Despite the discrepancies between the static forces applied by the SF brace and dynamic in situ force behaviour of the native PCL, improved posterior knee laxity has been observed clinically with the application of a static anterior directed force to the posterior proximal tibia [1, 15] and with the use of the SF brace [13, 25]. However, Jacobi et al. [13] reported that posterior laxity was not restored to the intact state. The improved clinical outcomes reported for the SF brace despite the biomechanical limitations encourage the use of braces with an anterior force mechanism for the treatment of PCL injuries. Further clinical studies are needed to determine whether the improved biomechanical characteristics of the DF brace leads to posterior stability more similar to the native state and improved clinical outcomes.
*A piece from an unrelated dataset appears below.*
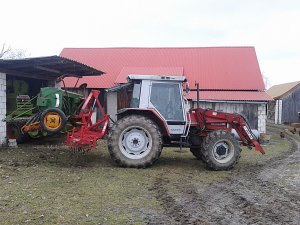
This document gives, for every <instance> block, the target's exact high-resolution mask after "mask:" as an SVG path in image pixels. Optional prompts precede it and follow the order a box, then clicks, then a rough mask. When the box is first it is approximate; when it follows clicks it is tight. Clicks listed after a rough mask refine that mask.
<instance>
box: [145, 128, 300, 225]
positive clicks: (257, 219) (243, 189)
mask: <svg viewBox="0 0 300 225" xmlns="http://www.w3.org/2000/svg"><path fill="white" fill-rule="evenodd" d="M269 131H270V132H272V133H273V134H275V135H276V134H277V133H279V132H278V129H274V128H272V127H270V128H269ZM287 138H288V140H289V141H290V142H291V152H290V154H288V155H284V156H281V157H278V158H276V159H273V160H270V162H269V163H268V164H266V165H263V166H258V167H254V168H249V169H247V170H244V171H242V172H240V173H236V174H234V175H233V176H232V177H230V178H228V179H227V180H226V181H222V182H216V183H213V184H211V185H209V186H208V187H206V188H203V189H196V188H195V187H194V186H193V185H191V184H189V183H186V184H185V185H184V186H182V185H181V184H176V185H177V188H178V189H179V190H180V191H181V192H182V193H183V195H182V198H181V199H180V200H178V199H174V198H173V197H172V196H170V195H168V194H167V193H168V190H167V189H166V188H165V186H166V184H167V183H168V178H167V177H164V176H163V175H162V177H160V178H157V181H156V183H155V184H154V187H153V189H155V190H156V192H157V193H156V197H157V198H158V199H160V201H161V202H162V203H163V204H164V209H165V211H164V212H163V214H162V215H158V216H157V217H154V218H152V219H151V220H150V221H149V224H157V223H158V222H160V224H167V223H169V224H300V142H299V141H297V140H295V139H292V138H291V137H287ZM162 218H163V219H162Z"/></svg>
It is acknowledged that there were limitations to the present study. Only asymptomatic, male subjects were tested. However, it was not necessary to have a PCL deficient population to characterize the force-flexion behaviour of the braces. Asymptomatic knees provided a control in which to compare the force patterns of the two braces. Additionally, the braces may behave differently on female subjects due to inter-gender anatomic and body composition variability. However, the authors theorize that although the magnitude of force may change, the observed static versus dynamic nature of the braces would be preserved due to the inherent mechanical designs of the braces. Additionally, subjects were an active, healthy, and low BMI population and these results may not be transferable to populations with different body compositions. Subjects performed the activities in a controlled laboratory setting, which is not representative of a high-intensity competitive setting. Additionally, patient compliance with brace prescription is a well-recognized challenge associated with current bracing technologies, and patient compliance associated with the braces tested in the present study is unknown. Therefore, no conclusions can be drawn on how the loading characteristics of these braces will influence long-term patient outcomes. However, this well-controlled and reproducible study design allowed for the braces to be evaluated in direct comparison and the activities were relevant to PCL injury and rehabilitation.

Conclusions

The DF brace applied dynamically increasing forces to the posterior proximal tibia as flexion angle increased and applied significantly larger forces at higher flexion angles where the PCL is known to experience larger in situ forces. Clinical studies are necessary to determine whether the loading characteristics of the DF brace, which more closely replicated the in situ loading profile of the native PCL, results in long-term improved posterior knee laxity following PCL injury.